Heh, I contribute to a FOSS social vr project called https://github.com/v-sekai and the majority of the multi year effort was asset pipeline, ik and animation blending. Yes we donated the code to Godot Engine but we choose working on the tooling problem rather than the game… The V-Sekai game is in limbo / not a game. We made godot-vrm which does 3d avatars, with basic animations, look at, jiggle and copy constraints. Since we’re unable to use the unity ecosystem’s finalik or unreal engine’s control rig we have to code to the same level of professional quality with no budget. Features like stable multi-joint y-branching rotation and position constraints are hard. Feel free to chat in V-Sekai discord. I’m iFire.
This is table stakes for any 3D animation, these days. Anim pop is embarrassing and almost certainly you'll want look IK let alone any of the more complex usage.

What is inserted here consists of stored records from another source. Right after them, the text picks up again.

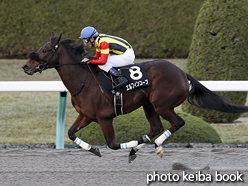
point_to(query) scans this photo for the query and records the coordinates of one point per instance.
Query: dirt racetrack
(76, 167)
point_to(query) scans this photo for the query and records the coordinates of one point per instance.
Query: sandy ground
(178, 166)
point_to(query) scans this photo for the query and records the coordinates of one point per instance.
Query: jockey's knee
(71, 134)
(114, 146)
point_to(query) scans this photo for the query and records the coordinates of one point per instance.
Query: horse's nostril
(24, 67)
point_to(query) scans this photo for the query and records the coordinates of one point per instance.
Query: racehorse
(168, 89)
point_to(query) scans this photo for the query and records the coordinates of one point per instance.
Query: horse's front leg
(80, 123)
(109, 134)
(156, 128)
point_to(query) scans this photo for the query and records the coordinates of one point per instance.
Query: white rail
(58, 86)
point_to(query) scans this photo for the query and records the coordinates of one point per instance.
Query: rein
(41, 67)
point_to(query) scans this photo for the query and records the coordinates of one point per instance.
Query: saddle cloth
(135, 74)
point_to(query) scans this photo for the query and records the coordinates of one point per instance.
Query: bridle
(41, 66)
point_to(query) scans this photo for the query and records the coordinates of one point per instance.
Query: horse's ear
(59, 37)
(52, 36)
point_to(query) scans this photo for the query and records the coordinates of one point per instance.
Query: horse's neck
(71, 75)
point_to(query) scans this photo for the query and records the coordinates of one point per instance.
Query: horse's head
(46, 55)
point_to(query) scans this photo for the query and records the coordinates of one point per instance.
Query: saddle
(136, 76)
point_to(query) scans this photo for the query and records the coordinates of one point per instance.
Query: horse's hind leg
(176, 123)
(80, 123)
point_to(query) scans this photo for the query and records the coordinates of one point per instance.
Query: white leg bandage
(129, 144)
(82, 144)
(162, 138)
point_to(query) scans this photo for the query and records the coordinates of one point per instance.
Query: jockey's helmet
(88, 32)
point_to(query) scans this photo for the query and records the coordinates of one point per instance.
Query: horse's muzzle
(28, 70)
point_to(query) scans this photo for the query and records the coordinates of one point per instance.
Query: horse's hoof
(95, 151)
(131, 158)
(132, 155)
(159, 151)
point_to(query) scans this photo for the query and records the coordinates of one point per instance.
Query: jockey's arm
(102, 54)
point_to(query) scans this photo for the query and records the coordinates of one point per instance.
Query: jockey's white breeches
(124, 59)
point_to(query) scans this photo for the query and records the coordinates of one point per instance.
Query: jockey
(111, 52)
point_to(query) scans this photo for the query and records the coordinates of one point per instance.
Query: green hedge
(155, 28)
(132, 126)
(219, 51)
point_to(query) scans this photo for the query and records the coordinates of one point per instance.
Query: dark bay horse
(168, 89)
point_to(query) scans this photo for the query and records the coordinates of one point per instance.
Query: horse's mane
(77, 51)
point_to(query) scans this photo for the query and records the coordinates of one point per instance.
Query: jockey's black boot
(121, 80)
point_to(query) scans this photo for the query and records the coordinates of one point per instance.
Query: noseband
(33, 55)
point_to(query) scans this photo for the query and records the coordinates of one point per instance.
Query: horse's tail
(202, 97)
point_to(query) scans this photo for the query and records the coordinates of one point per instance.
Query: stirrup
(120, 84)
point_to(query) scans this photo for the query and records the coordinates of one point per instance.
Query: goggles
(86, 41)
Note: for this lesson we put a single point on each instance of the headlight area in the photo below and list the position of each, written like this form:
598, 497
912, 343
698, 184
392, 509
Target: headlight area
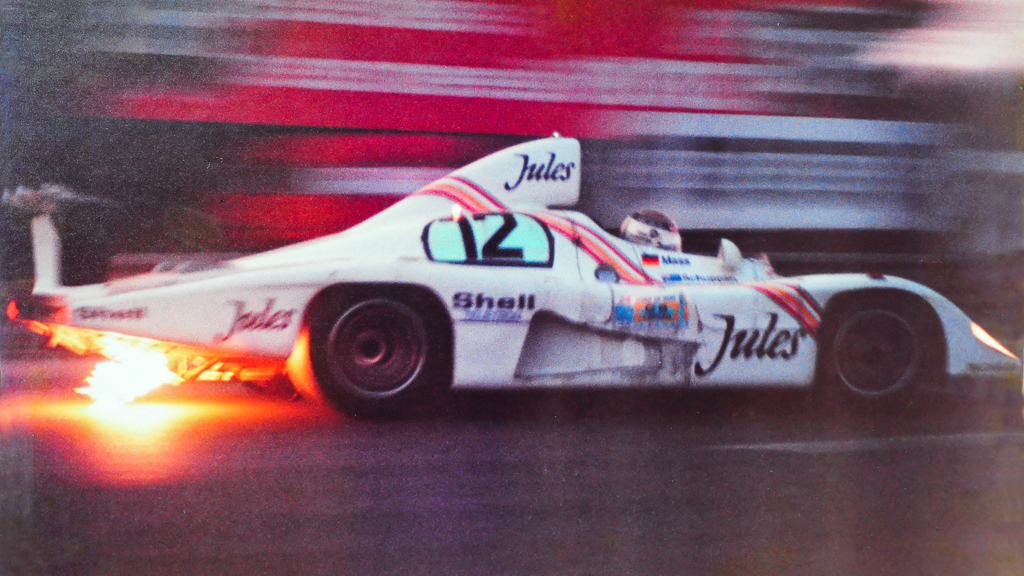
988, 340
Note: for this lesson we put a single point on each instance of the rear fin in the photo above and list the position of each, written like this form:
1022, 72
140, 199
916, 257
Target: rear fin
46, 253
536, 174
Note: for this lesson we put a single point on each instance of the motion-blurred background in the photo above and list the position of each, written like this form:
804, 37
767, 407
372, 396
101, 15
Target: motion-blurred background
833, 134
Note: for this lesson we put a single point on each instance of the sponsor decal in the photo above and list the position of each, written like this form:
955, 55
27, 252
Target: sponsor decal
653, 312
98, 313
675, 260
772, 344
481, 307
553, 170
670, 278
251, 321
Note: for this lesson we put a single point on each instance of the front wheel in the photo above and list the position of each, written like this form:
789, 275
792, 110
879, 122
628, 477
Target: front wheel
375, 358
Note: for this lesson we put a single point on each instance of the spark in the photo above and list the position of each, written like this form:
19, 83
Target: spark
131, 372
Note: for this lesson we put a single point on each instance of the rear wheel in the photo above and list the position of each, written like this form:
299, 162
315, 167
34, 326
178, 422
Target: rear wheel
375, 357
879, 348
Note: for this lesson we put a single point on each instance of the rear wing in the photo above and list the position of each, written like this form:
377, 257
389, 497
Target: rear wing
46, 254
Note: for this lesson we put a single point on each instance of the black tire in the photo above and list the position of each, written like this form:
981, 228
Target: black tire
880, 348
376, 356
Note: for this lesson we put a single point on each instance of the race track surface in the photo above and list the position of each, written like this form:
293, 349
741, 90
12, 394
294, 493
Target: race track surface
215, 480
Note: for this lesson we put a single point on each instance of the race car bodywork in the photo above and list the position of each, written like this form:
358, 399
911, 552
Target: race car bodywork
478, 282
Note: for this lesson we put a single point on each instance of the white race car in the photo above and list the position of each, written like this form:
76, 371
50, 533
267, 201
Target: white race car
477, 282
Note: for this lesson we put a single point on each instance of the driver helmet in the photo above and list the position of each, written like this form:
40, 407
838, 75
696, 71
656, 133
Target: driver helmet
651, 228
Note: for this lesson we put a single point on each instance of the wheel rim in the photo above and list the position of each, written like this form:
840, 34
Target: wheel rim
876, 353
377, 347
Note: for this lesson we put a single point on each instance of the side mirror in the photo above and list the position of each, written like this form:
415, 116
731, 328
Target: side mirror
728, 255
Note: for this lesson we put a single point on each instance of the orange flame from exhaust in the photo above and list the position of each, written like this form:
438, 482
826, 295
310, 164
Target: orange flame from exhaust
130, 373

If you have any animations you're going to want to blend them. If you don't want to make a lot of animations you're probably going to want to use IK for procedural animation.
If you use an engine, you won't be forced to spend time and make it a defacto central feature (because you wont have time for other features). You'll just have access to it.
Evan a 2.5D platformer, a common indie genre, would want animation blending and foot IK without innovating on it.
> If you have any animations you're going to want to blend them.
Yes, if 3d skeletal animation is a central feature of your game it’s not a big deal to spend time making a good system that works for you.
> you're probably going to want to use IK
Plenty of 3D games with 3d animation don’t have IK
> for procedural animation.
Wow your game has 3d procedural animation! That better be the main feature right?
The reason I’m so skeptical is a feature has cost whether it’s written in the engine you use or not. You have to do work to make your content look good for IK, and for an indie games that’s critical resources to invest in that.
For most games, spending time tweaking rigs for IK is not going to make your product better.
> You have to do work to make your content look good for IK, and for an indie games that’s critical resources to invest in that.
This is the entire point of using an engine. You can spend time on the content instead of coding features that aren't unique. Suddenly many types of content are far less costly.
It's just so wrong. These things are very standardized, and you often just want the common implementation that everyone is using. Writing these in most cases is like writing your own SHA256.
Or those features can be nice-to-haves that are worth it if they're not too much effort, such as if, say, I don't know, an engine handles them for you. Come on, real life rarely justifies such easy, simple decisions. And polish can matter a lot for games.
Sure I’m expressing a value judgment, a design preference - not an eternal truth. And the principle is I want to spent the effort on the most important features in which case it’s not a big deal to write them. Your best features become better than if they were cobbled together in Unity.
That is, to be generous, a rather extreme and niche value judgement that corresponds to no utility I can think of. Real life has a spectrum of "important features" and a corresponding spectrum of justified effort. If that's your idea of artistic integrity, then you do you, but for anyone else it's probably nonsense.